For me, lightheadedness was a big clue that something was possibly quite wrong with my body. In the fall of 2012, I started getting lightheaded anytime I stood still: waiting in line at Walgreens, chatting with friends in the kitchen, tucking my kids in bed, singing a hymn at church, scanning shelves of books at the library, looking at clothes at a store. (Hence, the stool!) I also got very lightheaded any time I lifted my arms (putting on mascara, grabbing something from a high cabinet, hugging my husband’s neck). A low moment came when I was waiting in line at Goodwill with my then-4- and 6-year-olds and slumped to a puddle on the filthy floor to avoid passing out. When asked if I was okay, my then-4-yr-old Ella put her hand on her hips and sassily told everyone, “It’s just a headache.” Um, not exactly. (More about that in a future post: Horrendous headaches were my first big clue something was wrong.)
Lightheadedness feels like I’m woozy; the world is a bit fuzzy; my body is unsteady; I need to sit or lie down!
I started telling my doctors about this, and off we went on a version of “If You Give a Mouse a Cookie.”
If your physical therapist sees how lightheaded you are during exercises, especially when you raise your hands above your head, he will refuse to treat you anymore and send you to your primary care physician.
If your primary care physician has you sit up straight and breathe in and out as he listens to your chest, you will almost pass out, and he will send you to your neurologist.
If you see your neurologist, he will suggest that you are highly anxious and prescribe Xanax. You know people with mental illnesses sometimes don’t realize they are unwell, so you think, “Hmm… maybe I’m highly anxious and just don’t realize it.” Turns out, you’re not, and Xanax doesn’t help. Repeat to yourself: POTS IS NOT ALL IN MY HEAD.
If you go to your orthopedist and tell him how raising your hands makes you lightheaded, he will have you demonstrate to compare the left side vs. the right side. When you almost pass out after keeping your right arm in the air for a few minutes (though seated), he will get very excited about this phenomenon. He will send you to a leading vascular surgeon.
If you go to the vascular surgeon, he will also get excited by how lightheaded you get, how your heart races, and how your blood pressure drops. He will want to devise a test for you so he can study what’s happening. A couple weeks later, he calls to tell you you are beyond his scope, and he will make an appointment with a cardiologist.

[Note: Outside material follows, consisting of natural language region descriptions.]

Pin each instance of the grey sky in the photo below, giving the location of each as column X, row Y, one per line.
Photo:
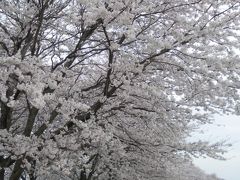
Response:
column 225, row 127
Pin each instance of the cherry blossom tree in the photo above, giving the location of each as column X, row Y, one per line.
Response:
column 108, row 89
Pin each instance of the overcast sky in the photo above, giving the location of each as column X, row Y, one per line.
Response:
column 225, row 127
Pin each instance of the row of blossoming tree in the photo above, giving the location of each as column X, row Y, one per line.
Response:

If you go to a cardiologist to tell him about your dizzy spells, he will correct you and tell you to use the word “LIGHTHEADED.” Dizziness is more like the world is spinning around, which is not really how you feel. That was helpful. He will also say (when asked if you could have signs of POTS) that he would NOT treat POTS, because he is a CARDIOLOGIST. Oooooo-kay! (Many people with POTS are treated by cardiologists.)
If you get extremely discouraged and try a brilliant new internist, she will send you to an electrophysiologist. You will tell both of them all your symptoms, which you’ve been reluctant to share in case they think you’re crazy. (Repeat to yourself: POTS IS NOT ALL IN MY HEAD!) They will have you do a tilt table test, and after 12 minutes of standing upright, you will pass out. Your body’s mixed response will have them decide to send you to Vanderbilt University’s Autonomic Dysfunction Center. And boom, now we know! Lightheadedness DID mean something was wrong, and I have POTS and neurocardiogenic syncope (mixed dysautonomia). Turns out, my brain is not telling my body how to work properly to get enough blood to my brain, hence, lightheadedness!
You are thankful that lightheadedness, a key symptom of POTS, is often relieved by lying down. Although you are now maxed out on meds and have improved, you still get lightheaded every day while upright (though less so) and are glad you’ve learned to manage by sitting a lot, using a wheelchair, and having your trusty stool.
Have you ever gotten the runaround for a medical issue?